Various Oscan inscriptions near the site mention the terms damu, damuse, and damsennias, which imply a relationship with the Roman goddess Damia, who was herself stated by Festus to be identical with Bona Dea. The sanctuary is situated nearby a cemetery, perhaps indicating that the site propitiated a deity with chthonic characteristics such as Aphrodite. However, the cemetery was likely established at a later date. In 1843, shortly prior to the discovery of the Fondo Patturelli, a Roman necropolis was uncovered accidentally during the construction of a railway from Caserta to Capua. Crawford suggests that this discovery may have sparked early interpretations of the Fondo Patturelli as a cemetery, though there is still no evidence of gravesites located in close proximity to the Patturelli sanctuary itself.
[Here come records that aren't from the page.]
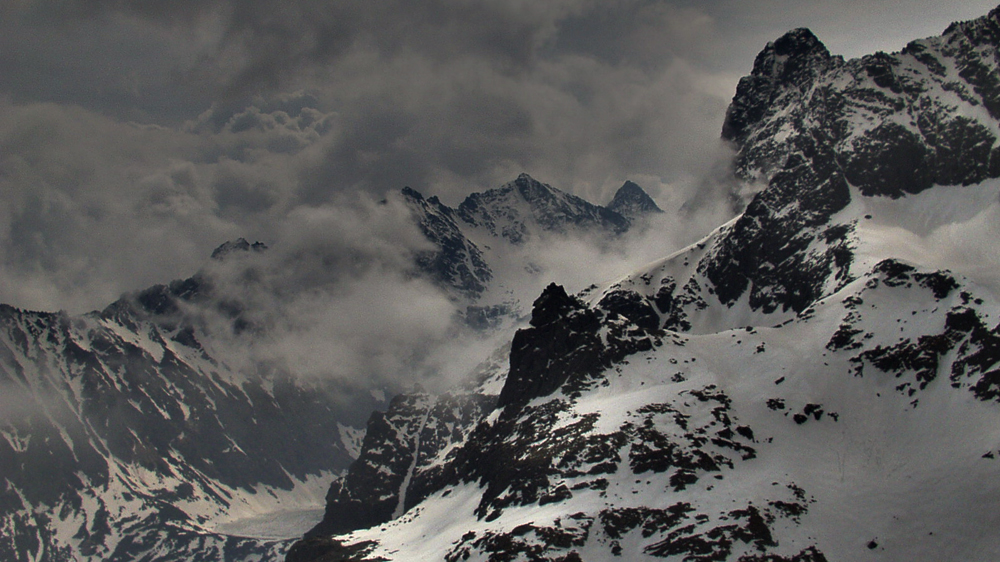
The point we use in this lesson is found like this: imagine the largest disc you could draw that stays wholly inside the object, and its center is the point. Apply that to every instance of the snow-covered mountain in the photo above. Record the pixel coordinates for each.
(155, 430)
(815, 380)
(127, 437)
(488, 233)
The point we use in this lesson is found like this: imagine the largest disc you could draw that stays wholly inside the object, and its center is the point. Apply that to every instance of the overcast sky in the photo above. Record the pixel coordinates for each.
(137, 135)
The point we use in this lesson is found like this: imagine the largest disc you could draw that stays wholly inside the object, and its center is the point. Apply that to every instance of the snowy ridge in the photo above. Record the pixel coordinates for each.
(481, 248)
(819, 379)
(123, 439)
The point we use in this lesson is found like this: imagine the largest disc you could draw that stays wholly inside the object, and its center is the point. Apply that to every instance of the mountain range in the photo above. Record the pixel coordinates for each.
(816, 379)
(149, 431)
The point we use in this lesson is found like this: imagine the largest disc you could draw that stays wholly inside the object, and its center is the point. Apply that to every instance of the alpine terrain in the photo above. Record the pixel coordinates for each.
(149, 431)
(815, 380)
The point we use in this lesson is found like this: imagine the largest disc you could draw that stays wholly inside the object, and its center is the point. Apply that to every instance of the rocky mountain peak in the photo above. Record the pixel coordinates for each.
(238, 245)
(632, 202)
(790, 63)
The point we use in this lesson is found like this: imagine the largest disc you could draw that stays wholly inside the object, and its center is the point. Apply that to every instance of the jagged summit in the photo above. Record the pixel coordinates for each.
(733, 400)
(239, 245)
(632, 202)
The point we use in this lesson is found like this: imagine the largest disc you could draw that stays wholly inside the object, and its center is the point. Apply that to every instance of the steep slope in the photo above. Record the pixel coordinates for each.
(633, 203)
(490, 232)
(807, 383)
(126, 436)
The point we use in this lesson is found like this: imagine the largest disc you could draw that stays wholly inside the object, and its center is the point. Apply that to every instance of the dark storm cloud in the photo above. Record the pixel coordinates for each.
(254, 111)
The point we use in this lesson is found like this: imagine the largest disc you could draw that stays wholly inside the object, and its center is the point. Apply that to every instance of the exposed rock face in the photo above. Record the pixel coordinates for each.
(734, 400)
(525, 206)
(469, 240)
(122, 437)
(633, 203)
(400, 460)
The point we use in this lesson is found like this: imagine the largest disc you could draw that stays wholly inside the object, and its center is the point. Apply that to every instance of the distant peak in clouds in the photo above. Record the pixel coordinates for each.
(632, 202)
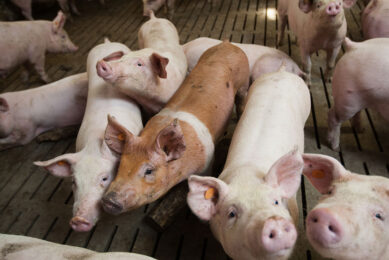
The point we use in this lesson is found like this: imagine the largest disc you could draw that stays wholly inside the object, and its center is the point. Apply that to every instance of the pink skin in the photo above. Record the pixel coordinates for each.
(28, 113)
(350, 220)
(23, 42)
(318, 25)
(355, 88)
(25, 6)
(375, 19)
(262, 59)
(151, 75)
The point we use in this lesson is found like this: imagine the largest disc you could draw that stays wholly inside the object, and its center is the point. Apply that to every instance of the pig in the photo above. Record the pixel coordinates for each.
(251, 207)
(26, 114)
(26, 6)
(22, 42)
(317, 24)
(350, 220)
(179, 140)
(14, 247)
(375, 19)
(150, 75)
(93, 165)
(262, 59)
(355, 88)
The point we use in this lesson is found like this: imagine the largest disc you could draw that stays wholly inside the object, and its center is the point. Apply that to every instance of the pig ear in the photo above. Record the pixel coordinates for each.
(170, 141)
(59, 21)
(348, 3)
(322, 170)
(4, 107)
(285, 173)
(204, 194)
(158, 64)
(59, 166)
(116, 135)
(305, 5)
(114, 56)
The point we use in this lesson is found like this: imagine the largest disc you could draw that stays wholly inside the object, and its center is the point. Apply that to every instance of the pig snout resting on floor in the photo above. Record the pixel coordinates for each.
(93, 166)
(153, 74)
(252, 206)
(375, 19)
(26, 6)
(355, 87)
(262, 59)
(318, 25)
(28, 113)
(22, 42)
(15, 247)
(350, 220)
(179, 140)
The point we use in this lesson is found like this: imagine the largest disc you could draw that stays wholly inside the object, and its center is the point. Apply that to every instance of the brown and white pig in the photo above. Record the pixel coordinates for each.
(375, 19)
(93, 166)
(22, 42)
(178, 141)
(151, 75)
(26, 6)
(28, 113)
(318, 25)
(350, 221)
(262, 59)
(251, 207)
(355, 88)
(14, 247)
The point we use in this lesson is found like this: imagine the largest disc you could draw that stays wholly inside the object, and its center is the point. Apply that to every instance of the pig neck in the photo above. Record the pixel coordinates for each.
(271, 126)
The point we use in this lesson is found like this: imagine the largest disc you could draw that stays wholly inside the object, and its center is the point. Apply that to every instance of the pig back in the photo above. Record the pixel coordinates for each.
(272, 123)
(209, 90)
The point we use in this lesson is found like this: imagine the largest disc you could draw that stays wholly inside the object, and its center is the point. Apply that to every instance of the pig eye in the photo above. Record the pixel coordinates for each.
(379, 216)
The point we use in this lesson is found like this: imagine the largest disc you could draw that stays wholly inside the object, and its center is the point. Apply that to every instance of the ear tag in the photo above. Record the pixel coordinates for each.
(61, 163)
(121, 137)
(209, 194)
(318, 174)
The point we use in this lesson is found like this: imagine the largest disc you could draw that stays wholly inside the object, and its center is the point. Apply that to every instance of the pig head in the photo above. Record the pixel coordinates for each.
(350, 220)
(249, 214)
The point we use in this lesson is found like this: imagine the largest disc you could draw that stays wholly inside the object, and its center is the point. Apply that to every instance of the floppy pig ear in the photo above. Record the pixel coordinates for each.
(171, 141)
(59, 166)
(158, 64)
(322, 170)
(4, 107)
(306, 5)
(59, 21)
(116, 135)
(286, 173)
(204, 194)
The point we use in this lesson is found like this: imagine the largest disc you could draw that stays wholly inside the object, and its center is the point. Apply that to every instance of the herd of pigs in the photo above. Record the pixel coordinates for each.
(188, 93)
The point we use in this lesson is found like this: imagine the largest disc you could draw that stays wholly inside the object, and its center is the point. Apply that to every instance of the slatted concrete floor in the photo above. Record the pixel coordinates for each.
(36, 204)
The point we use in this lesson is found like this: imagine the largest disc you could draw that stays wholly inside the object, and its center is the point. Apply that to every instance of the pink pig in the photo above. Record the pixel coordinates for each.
(153, 74)
(350, 221)
(26, 6)
(317, 24)
(28, 113)
(22, 42)
(262, 59)
(355, 88)
(375, 19)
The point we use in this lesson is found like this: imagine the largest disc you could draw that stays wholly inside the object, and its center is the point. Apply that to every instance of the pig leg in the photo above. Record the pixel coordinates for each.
(331, 57)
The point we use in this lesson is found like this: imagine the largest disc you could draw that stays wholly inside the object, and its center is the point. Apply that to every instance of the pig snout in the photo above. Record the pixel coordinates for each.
(104, 70)
(323, 227)
(80, 224)
(111, 205)
(333, 8)
(278, 234)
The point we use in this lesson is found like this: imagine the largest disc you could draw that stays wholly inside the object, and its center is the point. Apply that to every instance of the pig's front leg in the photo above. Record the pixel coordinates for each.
(331, 57)
(307, 64)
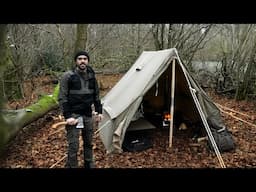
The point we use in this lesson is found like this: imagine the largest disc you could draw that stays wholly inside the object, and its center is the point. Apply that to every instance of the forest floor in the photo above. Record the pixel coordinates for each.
(38, 145)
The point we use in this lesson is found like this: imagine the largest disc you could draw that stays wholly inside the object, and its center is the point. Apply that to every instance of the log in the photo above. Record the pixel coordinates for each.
(11, 121)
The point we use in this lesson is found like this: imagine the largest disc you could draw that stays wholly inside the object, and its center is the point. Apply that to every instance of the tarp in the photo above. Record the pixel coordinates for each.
(122, 102)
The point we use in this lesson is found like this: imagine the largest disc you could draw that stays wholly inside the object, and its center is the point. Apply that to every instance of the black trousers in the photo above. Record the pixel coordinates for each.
(72, 134)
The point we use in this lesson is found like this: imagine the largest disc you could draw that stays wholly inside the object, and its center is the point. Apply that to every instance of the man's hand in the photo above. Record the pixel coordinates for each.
(71, 121)
(99, 117)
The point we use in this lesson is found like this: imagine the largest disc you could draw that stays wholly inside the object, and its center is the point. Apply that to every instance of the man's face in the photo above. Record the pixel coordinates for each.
(81, 62)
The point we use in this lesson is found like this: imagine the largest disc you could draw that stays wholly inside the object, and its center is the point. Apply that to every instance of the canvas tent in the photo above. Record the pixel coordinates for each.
(156, 82)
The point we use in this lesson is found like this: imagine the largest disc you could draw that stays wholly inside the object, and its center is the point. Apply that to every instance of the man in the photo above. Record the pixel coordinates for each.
(78, 92)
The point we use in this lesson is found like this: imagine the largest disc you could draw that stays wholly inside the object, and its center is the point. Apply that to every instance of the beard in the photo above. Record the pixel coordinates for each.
(82, 66)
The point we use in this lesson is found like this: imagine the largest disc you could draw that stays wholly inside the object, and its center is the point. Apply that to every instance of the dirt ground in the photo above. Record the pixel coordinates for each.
(38, 145)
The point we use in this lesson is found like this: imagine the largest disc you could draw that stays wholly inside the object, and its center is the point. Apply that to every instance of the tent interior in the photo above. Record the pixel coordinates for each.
(157, 102)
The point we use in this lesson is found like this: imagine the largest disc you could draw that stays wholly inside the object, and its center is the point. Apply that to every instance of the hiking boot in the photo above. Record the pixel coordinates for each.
(89, 165)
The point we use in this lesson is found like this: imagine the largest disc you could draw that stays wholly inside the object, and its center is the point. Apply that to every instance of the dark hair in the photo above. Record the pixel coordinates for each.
(81, 53)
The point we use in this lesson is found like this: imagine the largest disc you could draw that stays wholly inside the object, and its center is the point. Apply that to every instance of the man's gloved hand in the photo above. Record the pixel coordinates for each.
(71, 121)
(99, 117)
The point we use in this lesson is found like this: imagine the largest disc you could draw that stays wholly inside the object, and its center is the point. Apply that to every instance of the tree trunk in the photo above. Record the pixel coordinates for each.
(11, 121)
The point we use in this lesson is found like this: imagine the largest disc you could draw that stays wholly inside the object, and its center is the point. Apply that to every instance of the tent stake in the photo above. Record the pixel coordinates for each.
(172, 103)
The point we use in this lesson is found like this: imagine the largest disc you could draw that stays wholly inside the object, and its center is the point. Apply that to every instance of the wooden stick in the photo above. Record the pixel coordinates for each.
(233, 110)
(59, 124)
(235, 117)
(62, 128)
(58, 161)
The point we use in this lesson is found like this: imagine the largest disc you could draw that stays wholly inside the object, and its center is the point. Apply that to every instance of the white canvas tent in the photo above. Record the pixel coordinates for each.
(149, 81)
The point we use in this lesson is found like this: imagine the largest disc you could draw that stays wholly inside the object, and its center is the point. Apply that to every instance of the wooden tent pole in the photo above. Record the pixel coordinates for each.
(172, 103)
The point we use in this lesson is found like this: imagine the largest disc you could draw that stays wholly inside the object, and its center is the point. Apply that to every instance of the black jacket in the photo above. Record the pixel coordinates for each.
(78, 91)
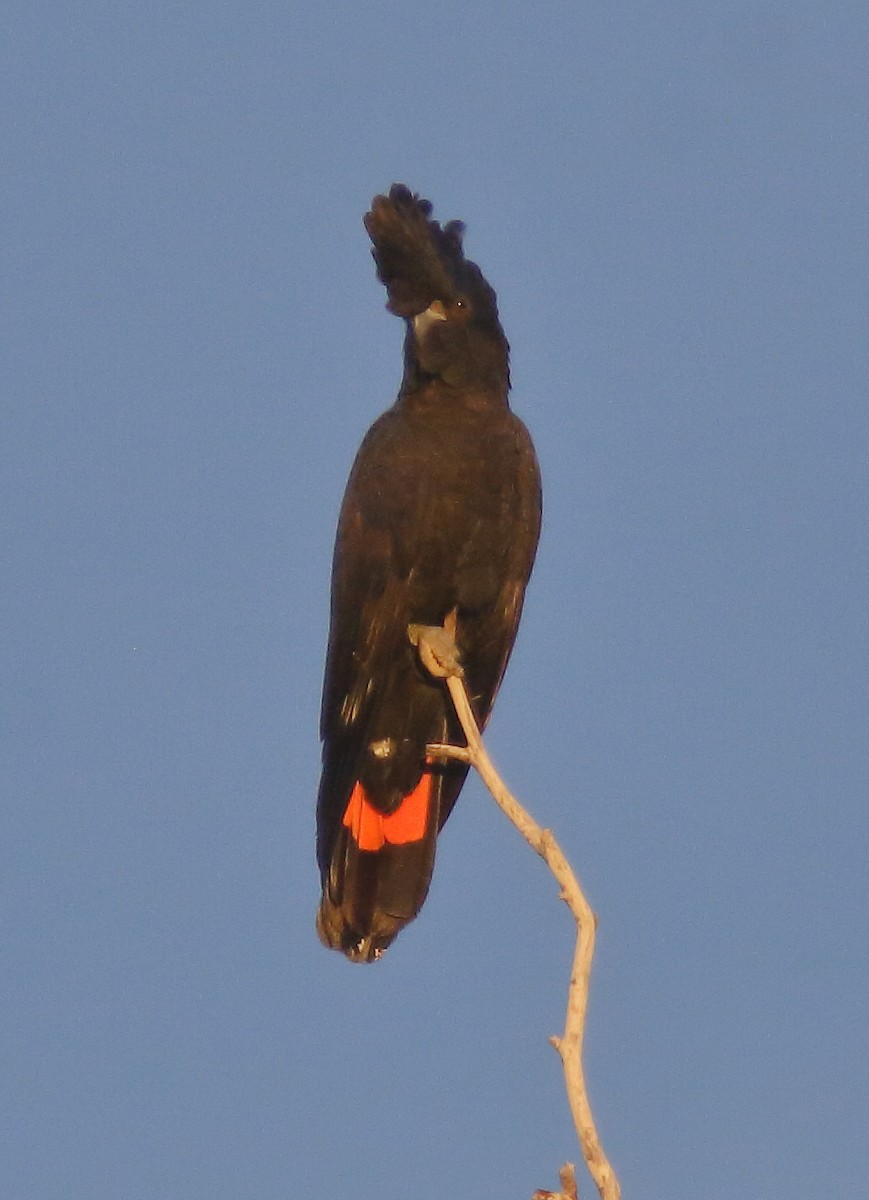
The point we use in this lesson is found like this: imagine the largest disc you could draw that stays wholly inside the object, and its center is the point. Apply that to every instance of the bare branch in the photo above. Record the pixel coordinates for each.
(569, 1044)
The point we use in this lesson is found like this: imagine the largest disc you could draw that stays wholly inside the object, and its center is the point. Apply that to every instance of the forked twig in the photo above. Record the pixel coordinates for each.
(569, 1044)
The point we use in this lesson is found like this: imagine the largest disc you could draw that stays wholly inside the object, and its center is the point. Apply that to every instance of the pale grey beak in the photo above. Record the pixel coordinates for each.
(424, 321)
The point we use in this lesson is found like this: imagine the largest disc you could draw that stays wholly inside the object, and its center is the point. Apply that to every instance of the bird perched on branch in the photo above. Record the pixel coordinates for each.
(438, 529)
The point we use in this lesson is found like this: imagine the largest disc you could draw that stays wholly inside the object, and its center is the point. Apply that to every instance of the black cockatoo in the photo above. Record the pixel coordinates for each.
(438, 527)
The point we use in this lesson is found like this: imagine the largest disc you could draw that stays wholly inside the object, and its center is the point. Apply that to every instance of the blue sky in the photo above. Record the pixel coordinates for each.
(671, 202)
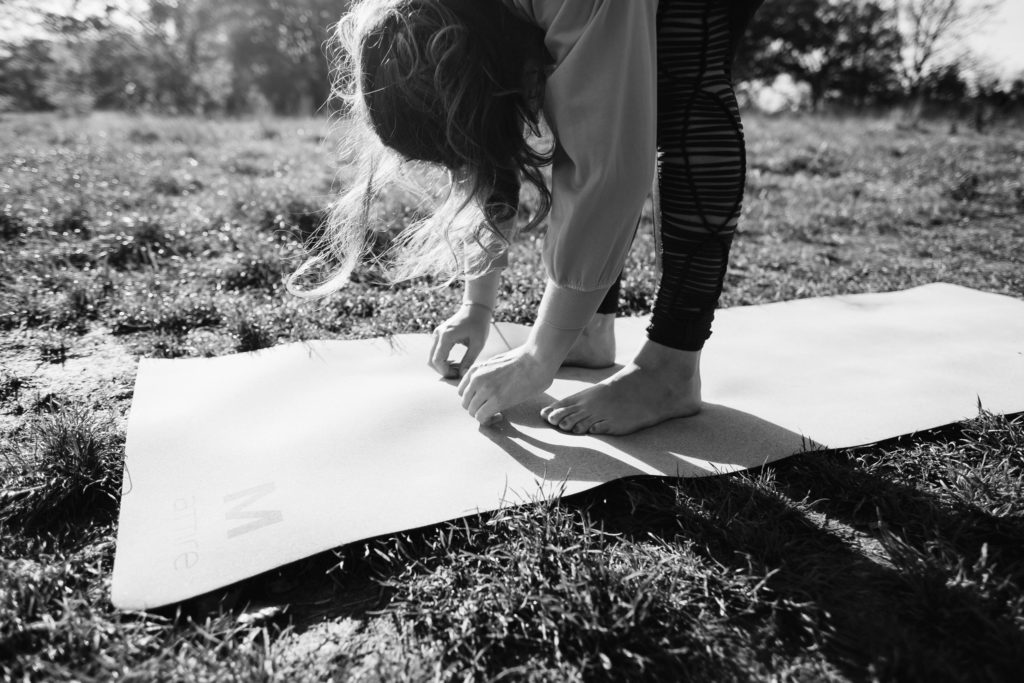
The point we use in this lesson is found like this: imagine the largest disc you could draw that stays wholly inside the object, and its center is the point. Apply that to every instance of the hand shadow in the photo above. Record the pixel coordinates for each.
(717, 440)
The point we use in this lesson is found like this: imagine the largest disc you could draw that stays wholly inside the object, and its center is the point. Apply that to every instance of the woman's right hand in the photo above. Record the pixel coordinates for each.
(469, 327)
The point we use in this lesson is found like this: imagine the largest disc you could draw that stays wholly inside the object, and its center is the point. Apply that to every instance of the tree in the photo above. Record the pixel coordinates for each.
(931, 30)
(23, 70)
(844, 48)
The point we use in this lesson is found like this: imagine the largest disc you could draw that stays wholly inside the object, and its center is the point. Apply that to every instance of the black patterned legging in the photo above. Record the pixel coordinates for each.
(701, 163)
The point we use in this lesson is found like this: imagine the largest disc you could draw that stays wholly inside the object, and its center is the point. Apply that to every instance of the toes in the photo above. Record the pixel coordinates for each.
(556, 416)
(568, 422)
(547, 410)
(583, 427)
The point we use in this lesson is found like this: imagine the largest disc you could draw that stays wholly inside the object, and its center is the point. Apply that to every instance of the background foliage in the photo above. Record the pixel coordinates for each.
(237, 56)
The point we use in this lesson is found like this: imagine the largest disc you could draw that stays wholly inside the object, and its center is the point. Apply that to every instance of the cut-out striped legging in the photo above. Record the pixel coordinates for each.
(701, 163)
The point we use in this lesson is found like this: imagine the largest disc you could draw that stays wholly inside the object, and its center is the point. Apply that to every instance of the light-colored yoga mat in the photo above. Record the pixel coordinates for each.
(240, 464)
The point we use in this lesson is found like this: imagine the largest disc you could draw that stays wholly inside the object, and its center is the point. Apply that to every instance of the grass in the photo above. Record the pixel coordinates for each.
(170, 238)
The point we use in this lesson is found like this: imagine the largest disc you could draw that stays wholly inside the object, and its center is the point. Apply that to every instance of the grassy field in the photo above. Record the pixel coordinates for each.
(127, 237)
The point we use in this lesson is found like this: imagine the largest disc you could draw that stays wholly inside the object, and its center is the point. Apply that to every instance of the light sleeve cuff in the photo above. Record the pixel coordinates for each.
(564, 308)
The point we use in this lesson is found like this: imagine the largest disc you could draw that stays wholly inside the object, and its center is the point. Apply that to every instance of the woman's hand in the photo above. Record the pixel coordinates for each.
(468, 327)
(504, 381)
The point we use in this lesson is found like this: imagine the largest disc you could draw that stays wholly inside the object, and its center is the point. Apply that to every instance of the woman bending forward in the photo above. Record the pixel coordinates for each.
(627, 87)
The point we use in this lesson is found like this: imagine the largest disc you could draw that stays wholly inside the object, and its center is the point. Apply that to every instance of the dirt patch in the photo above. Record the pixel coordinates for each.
(43, 369)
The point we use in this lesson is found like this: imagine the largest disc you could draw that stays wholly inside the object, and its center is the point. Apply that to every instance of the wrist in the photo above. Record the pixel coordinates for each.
(478, 307)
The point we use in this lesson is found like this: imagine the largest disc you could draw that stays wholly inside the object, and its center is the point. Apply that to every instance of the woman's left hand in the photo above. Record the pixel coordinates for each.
(504, 381)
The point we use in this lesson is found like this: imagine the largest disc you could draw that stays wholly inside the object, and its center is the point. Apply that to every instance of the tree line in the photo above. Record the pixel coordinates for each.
(237, 56)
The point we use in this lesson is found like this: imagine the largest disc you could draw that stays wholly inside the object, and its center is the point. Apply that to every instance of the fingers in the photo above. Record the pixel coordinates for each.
(472, 351)
(466, 379)
(439, 351)
(487, 413)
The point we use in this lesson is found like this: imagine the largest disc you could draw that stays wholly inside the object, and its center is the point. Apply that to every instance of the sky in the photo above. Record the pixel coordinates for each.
(999, 43)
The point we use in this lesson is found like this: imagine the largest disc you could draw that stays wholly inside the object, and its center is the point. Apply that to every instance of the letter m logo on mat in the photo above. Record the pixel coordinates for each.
(253, 519)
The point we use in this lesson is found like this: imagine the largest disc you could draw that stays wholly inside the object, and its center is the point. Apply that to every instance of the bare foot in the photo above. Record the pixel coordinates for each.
(596, 345)
(660, 384)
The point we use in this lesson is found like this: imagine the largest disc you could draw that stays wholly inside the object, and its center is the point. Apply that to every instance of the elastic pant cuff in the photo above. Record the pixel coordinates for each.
(610, 302)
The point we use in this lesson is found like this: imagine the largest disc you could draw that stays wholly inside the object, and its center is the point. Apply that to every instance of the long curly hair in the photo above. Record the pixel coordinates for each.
(455, 84)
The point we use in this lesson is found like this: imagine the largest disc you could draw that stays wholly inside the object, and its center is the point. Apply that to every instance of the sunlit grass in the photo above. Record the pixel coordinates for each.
(172, 237)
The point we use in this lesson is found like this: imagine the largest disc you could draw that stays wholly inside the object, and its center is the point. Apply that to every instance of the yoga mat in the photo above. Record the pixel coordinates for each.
(240, 464)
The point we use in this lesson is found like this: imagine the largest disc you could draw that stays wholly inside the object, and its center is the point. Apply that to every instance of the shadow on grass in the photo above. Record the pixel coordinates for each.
(916, 603)
(864, 571)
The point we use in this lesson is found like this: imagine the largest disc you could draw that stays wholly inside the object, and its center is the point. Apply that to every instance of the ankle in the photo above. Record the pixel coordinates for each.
(672, 361)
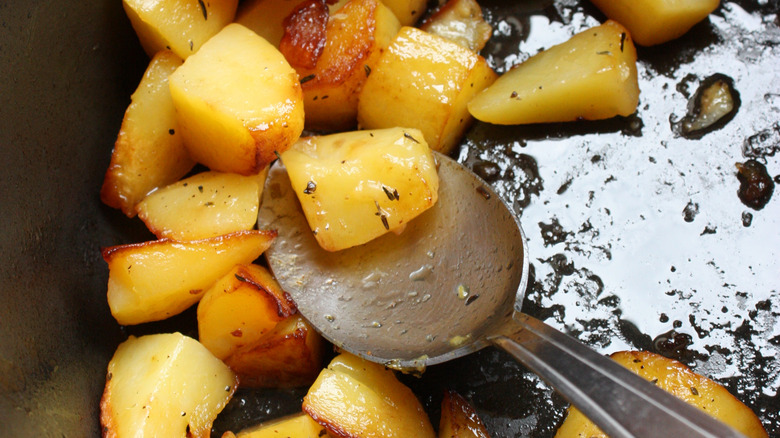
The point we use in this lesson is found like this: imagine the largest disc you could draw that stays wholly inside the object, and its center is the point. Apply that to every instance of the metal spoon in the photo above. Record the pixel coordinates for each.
(450, 284)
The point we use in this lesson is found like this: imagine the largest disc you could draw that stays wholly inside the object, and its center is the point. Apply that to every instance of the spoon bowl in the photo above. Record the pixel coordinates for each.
(451, 283)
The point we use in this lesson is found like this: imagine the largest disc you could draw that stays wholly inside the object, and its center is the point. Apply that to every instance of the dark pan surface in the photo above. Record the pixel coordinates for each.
(637, 237)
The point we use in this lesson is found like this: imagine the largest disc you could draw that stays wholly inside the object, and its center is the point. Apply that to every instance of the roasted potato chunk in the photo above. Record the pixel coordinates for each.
(149, 152)
(677, 379)
(238, 102)
(164, 385)
(179, 25)
(356, 398)
(356, 186)
(654, 22)
(240, 308)
(397, 94)
(155, 280)
(208, 204)
(591, 76)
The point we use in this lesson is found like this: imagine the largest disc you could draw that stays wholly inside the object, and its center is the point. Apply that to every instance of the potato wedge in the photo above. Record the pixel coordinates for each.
(296, 425)
(461, 22)
(355, 35)
(396, 94)
(288, 356)
(459, 419)
(356, 398)
(154, 280)
(208, 204)
(356, 186)
(679, 380)
(654, 22)
(238, 102)
(591, 76)
(149, 151)
(164, 385)
(240, 308)
(179, 25)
Alternatively, another inscription—referred to as the Tabula Capuana—found engraved upon a terracotta roof tile mentions the name of the goddess Uni, who therefore may have been connected to the site. Yet, it is unlikely that this inscription was uncovered near the Fondo Patturelli, as research by the Etruscologist Mauro Cristofani indicates that it was instead discovered by the Quattordici Ponti. The classicist Robert Conway argues, on the basis of the dedications found at the site, that the goddess propriated at the site is undoubtedly to be identified with Juno Lucina.